If you build something original, would pride normally prevent others from copying you? - amichail

And if your idea turns out to be a good one, perhaps by then you would have a first-mover advantage anyway?<p>Moreover, if people do copy you, then they are in a way helping you by promoting your original idea.<p>I guess the question here is whether IP protection is really necessary and whether discussing your ideas in public is a reasonable thing to do.
======
tracer
As it's always been said, idea's are a dime-a-dozen, it's the implimentation
that counts. If someone copies you then you just have to out do them with
better features or support. My feeling, is if you're trying to prevent someone
from competing with you, you may win in the short run, but in the long run
you'll probably lose.

By trying to stop other people from competing against you it diverts your
time, energy, and resources to something that could be better used to make
your product better. Lets say you are successful and you stop the person from
competing directly with you, two other projects might pop up that do the same
or similar tasks that your project does. Now you'll have to go after them, ad
infinitum.

Next, while this won't affect your customers it may affect your investors or
possible community which you have gained. Some people may take your attack as
being childish or as being a weakness to your person. Your reputation may
suffer as an end result and you'll lose the confidence of your investors and
the community you built up may leave because they don't like your attitude.

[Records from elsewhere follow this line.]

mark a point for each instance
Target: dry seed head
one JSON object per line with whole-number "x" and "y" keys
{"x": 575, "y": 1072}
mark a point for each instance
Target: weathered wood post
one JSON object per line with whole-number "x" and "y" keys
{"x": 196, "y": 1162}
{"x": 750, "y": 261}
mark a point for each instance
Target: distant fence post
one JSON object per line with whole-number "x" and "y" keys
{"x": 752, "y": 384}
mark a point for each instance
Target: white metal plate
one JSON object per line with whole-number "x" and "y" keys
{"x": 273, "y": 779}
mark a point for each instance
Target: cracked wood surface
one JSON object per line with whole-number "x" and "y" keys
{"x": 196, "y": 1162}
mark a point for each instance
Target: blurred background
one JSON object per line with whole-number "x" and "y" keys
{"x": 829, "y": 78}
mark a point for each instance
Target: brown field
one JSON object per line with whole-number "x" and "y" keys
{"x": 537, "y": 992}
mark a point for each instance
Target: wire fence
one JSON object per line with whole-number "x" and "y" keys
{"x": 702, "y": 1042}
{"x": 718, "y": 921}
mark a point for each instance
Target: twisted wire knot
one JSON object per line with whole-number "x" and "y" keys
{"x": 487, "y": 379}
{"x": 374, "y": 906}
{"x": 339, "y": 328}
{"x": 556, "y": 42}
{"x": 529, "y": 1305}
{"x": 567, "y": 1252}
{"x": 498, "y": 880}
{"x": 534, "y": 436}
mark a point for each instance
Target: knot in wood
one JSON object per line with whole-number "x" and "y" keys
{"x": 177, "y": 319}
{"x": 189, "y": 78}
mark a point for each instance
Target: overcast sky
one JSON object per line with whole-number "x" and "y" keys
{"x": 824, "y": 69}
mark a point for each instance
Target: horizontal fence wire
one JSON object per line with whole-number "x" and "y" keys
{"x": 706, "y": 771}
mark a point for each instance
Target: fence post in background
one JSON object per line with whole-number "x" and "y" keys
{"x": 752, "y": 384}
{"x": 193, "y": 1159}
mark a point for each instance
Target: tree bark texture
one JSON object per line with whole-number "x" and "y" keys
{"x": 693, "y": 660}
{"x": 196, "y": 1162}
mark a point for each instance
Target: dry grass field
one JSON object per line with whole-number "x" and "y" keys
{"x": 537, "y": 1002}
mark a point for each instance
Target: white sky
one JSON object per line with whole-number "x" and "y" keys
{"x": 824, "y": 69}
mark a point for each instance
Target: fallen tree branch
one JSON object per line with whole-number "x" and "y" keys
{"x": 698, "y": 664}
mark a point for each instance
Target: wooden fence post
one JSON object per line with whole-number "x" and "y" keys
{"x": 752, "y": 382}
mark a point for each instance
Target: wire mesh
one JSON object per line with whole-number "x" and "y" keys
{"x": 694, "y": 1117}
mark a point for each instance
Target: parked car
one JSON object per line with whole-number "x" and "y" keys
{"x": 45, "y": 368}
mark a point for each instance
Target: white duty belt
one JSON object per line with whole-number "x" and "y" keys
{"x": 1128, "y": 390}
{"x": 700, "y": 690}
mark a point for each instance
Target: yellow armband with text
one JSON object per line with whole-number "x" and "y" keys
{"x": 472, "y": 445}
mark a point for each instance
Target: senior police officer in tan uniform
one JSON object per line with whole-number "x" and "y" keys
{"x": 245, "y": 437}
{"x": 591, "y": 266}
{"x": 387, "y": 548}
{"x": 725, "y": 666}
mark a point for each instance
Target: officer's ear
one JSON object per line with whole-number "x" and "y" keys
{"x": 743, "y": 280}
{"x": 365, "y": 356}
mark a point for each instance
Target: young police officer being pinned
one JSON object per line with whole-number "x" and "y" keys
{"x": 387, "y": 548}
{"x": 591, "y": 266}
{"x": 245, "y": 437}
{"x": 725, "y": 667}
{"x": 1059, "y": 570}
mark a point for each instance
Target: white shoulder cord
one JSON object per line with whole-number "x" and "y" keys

It's a touchy subject and I'm not the most knowledgeable person as I've never
really been in this situation. However, I've always felt it's better to just
push on. Competition is good for you and the customers. While you may feel
like it's harming your bottom line, you'll probably end up with a much better
product that will prevent a much larger corporation with much more resources
from entering your market bruteforce because you have a battle-tested product
with a good amount of features.

------
andhapp
I will just give a simple example: Apple released iPhone and it was a
tremendous hit all over the world. All other phone companies tried to copy
it...outcome...not as successful. Reason: because these companies do not have
the vision, passion, dedication for the product. So even if someone takes your
idea it does not mean they will be able to deliver it better.

Au Contraire: Google produced a better search engine to other present at the
time of launch like Alta Vista and Lycos.

To summarise, if you have an original idea executed nicely customers would
come to you.